Jessica Ennis-Hill will have doubts about Russian athletes even if they are cleared to compete at the 2016 Rio Games, the Olympic and world heptathlon champion said on Thursday.
Russia were banned from the sport in November following the first part of a World Anti-Doping Agency [WADA] report that found a "deeply rooted culture of cheating" in track and field in the country.
The nation's athletes will only be allowed to compete at the Rio Olympics if the ban imposed by the governing IAAF is lifted in time for the Aug. 5-21 Games.
"I hope if it does get to that stage that there are Russian athletes competing at the Olympics, that really drastic measures have been put in place to make sure nothing like this happens again," Briton Ennis-Hill told the BBC.
"I'd be lying if I said I wouldn't look at Russian athletes and think 'is everything 100 percent OK?'."
Ennis-Hill, who clinched gold in front of a fervent home crowd at London 2012 and claimed a second world title in Beijing last year, said she expected further disclosures in the doping scandal that has rocked the sport.
"It has to go to the very bottom, to the darkest place for it to then rise and come out the other side."

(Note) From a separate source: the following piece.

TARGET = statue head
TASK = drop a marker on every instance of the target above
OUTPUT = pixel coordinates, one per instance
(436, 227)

"As an athlete competing at this time, it's awful to see but at the same time you have to think that our sport has to go through this really terrible time," she added.
"It has to go to the very bottom, to the darkest place for it to then rise and come out the other side."
Retired Irish race walker Olive Loughnane Olive Loughnane has previously called for Russia to be banned from Rio 2016.
Loughnane finished second to Olga Kaniskina in the 20km walk at the 2009 World Championships in Berlin, but the Russian was later banned for failing doping tests.
“I always felt that it was systematic in Russia and particularly in my event," said Loughnane,.
"The systematic nature of it didn't come as a surprise but what I was shocked and appalled at was the fact that the people who were charged with protecting the integrity of the sport and protecting the other competitors in the sport were actually aiding and abetting the deception.
"There needs to be very strong, tough sanctions and I'd be in favour of not allowing them to compete in Rio."